Discussion List Archives

[Date Prev][Date Next][Thread Prev][Thread Next][Date Index][Thread Index]

Re: [ddlm-group] New DDLm attribute and core dataname to controldataname redefinition

  • To: ddlm-group <ddlm-group@iucr.org>
  • Subject: Re: [ddlm-group] New DDLm attribute and core dataname to controldataname redefinition
  • From: James Hester <jamesrhester@gmail.com>
  • Date: Fri, 13 Jan 2017 16:16:44 +1100
  • DKIM-Signature: v=1; a=rsa-sha256; c=relaxed/relaxed; d=gmail.com; s=20161025;h=mime-version:in-reply-to:references:from:date:message-id:subject:to;bh=Xe5ww0+3kuX5ccR5SPsayhNoE3fuuW0g3/cudpOyq70=;b=r7uWaA84Rq/kLcMP2h8ZEhfqYUc8snTEdVUVYIB2jDHXQ0cBA1OVpSe82u6H27yt6ly4wIJGVPqtFMGPWDxFKpYVlFMbZO3RGKpUJN+zG/r3qLbymcl5LgDnt1FwCQKSMomx/x+/wlZYzEuOctz1q0uWlsE7YlL1EOTTp2gvg5GfvfhpBA8rqcCaecmW1owvSN3EJEaj5MQGSbvRaCyRs/AMHFijHY2RetFmBAJMIhvmfHDPOCVmXjFf7euhuvLrzG4qg35vbakr/njXz/DSz7/srD4wy2KYOWkwNH3EqqZukkaG4CJeX1kosV20X3t3tn8LZfzpZLHWWvhZfeiWYA==
  • In-Reply-To: <CAM+dB2dyvV0H7ehuxi06L6gr3+eqmRjt11PXh7Lw9kmMPcc+6w@mail.gmail.com>
  • References: <CAM+dB2dyvV0H7ehuxi06L6gr3+eqmRjt11PXh7Lw9kmMPcc+6w@mail.gmail.com>
Dear DDLm-group,

Happy New Year!

There having been no comments on my previous email proposing the _audit.formalism tag, I will submit the proposal unaltered to the core_cif group for approval.  Assuming no objections from the core CIF DMG, I will begin the process of updating the relevant dictionaries where necessary. 

all the best,
James.


On 19 December 2016 at 15:33, James Hester <jamesrhester@gmail.com> wrote:
Dear DDLm group,

In a recent post to the COMCIFS group I suggested that we needed to formalise and signpost redefinition of datanames. A proposal as to how this might be done using a couple of new _audit datanames and a new DDLm dictionary attribute is now available at  https://github.com/COMCIFS/comcifs.github.io/blob/master/audit.formalism_proposal.md

I have also appended the proposal to this post if you would like to insert comments, although the above link is much more nicely formatted.
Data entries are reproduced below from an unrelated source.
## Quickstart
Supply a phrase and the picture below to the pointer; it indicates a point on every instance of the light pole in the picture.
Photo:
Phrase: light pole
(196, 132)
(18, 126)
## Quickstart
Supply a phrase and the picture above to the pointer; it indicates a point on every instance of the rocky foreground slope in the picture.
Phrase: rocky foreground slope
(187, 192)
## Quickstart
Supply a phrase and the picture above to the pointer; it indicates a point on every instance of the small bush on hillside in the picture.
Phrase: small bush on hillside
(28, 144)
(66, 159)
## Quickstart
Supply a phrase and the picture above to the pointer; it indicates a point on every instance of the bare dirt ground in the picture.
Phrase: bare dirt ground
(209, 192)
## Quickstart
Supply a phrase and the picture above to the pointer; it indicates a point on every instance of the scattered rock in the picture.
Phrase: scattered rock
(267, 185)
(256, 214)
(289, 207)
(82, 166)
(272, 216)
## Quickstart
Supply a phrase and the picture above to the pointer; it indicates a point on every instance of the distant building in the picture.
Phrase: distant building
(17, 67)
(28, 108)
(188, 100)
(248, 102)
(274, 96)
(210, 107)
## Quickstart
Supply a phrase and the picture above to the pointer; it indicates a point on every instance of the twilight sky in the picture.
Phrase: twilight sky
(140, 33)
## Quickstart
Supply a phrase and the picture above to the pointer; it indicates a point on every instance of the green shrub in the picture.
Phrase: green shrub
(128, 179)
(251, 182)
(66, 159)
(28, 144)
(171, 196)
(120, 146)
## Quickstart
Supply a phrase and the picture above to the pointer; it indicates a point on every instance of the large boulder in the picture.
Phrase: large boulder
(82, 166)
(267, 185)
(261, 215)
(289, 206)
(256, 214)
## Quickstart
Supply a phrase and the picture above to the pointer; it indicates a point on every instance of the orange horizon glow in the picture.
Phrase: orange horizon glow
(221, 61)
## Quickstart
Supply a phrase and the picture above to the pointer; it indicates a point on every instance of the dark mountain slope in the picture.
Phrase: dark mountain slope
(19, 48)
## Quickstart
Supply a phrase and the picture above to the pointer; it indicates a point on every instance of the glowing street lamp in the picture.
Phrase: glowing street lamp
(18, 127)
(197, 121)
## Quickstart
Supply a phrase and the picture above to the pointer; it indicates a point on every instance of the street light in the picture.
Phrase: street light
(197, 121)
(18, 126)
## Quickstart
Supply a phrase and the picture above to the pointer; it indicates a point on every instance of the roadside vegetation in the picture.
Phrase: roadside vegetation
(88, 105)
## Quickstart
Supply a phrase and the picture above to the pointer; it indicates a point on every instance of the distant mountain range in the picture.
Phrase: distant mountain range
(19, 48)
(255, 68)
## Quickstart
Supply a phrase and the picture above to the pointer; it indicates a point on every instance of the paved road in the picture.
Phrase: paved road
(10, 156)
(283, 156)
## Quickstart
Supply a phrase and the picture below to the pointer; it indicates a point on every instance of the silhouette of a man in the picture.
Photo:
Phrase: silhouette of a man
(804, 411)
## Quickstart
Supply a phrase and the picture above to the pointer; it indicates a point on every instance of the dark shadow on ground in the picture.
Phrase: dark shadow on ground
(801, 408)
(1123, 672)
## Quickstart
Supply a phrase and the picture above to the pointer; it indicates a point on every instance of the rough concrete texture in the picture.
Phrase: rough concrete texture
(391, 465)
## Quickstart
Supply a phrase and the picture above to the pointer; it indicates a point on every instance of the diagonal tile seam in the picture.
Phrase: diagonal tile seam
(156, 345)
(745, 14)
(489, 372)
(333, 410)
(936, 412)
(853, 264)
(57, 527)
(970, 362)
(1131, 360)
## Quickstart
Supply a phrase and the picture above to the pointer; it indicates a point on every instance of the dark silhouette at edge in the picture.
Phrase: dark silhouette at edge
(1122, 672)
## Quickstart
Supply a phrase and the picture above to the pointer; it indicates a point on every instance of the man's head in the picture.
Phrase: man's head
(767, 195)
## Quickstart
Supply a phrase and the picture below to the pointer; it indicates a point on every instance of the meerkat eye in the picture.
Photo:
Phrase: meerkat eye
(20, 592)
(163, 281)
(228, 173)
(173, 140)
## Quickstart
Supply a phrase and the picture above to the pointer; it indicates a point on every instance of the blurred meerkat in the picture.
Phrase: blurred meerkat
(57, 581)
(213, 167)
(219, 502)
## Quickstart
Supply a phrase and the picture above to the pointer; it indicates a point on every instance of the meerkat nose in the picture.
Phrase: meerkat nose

Implementation of the DDLm version of the modulated structures dictionary is, to some extent, dependent on this moving forward.  It would therefore be good if you could comment before the end of the week, if only to say that you would like to contribute to the discussion but need more time.  Then I'll know to at least chase you in the New Year if I haven't heard.

all the best,
James.
--

# Proposal for new datanames and attributes to cover differing models

## Introduction

The following proposal implements part of a solution to incorporating
multiple models into CIF, discussed
[here](changing_meanings_discussion_paper.md).  It should be read in
conjunction with that document.

## New datanames: `_audit.formalism` and `_audit.formalism_version`

Each value of `_audit.formalism` corresponds to a particular way of
deriving some set of CIF datanames from other datanames defined in the
same, or imported, dictionaries.  For better interoperability, we
stipulate that datanames may only be redefined by dictionaries if, for
some values of the datanames from which the redefined datanames are
calculated, the derived dataname takes the values that the original
dataname would have taken. So, for example, if `_atom_site.moment` is
zero, `_refln.F_complex` has the same values as in core CIF, so it is
acceptable for a magnetic dictionary to redefine `_refln.F_complex`.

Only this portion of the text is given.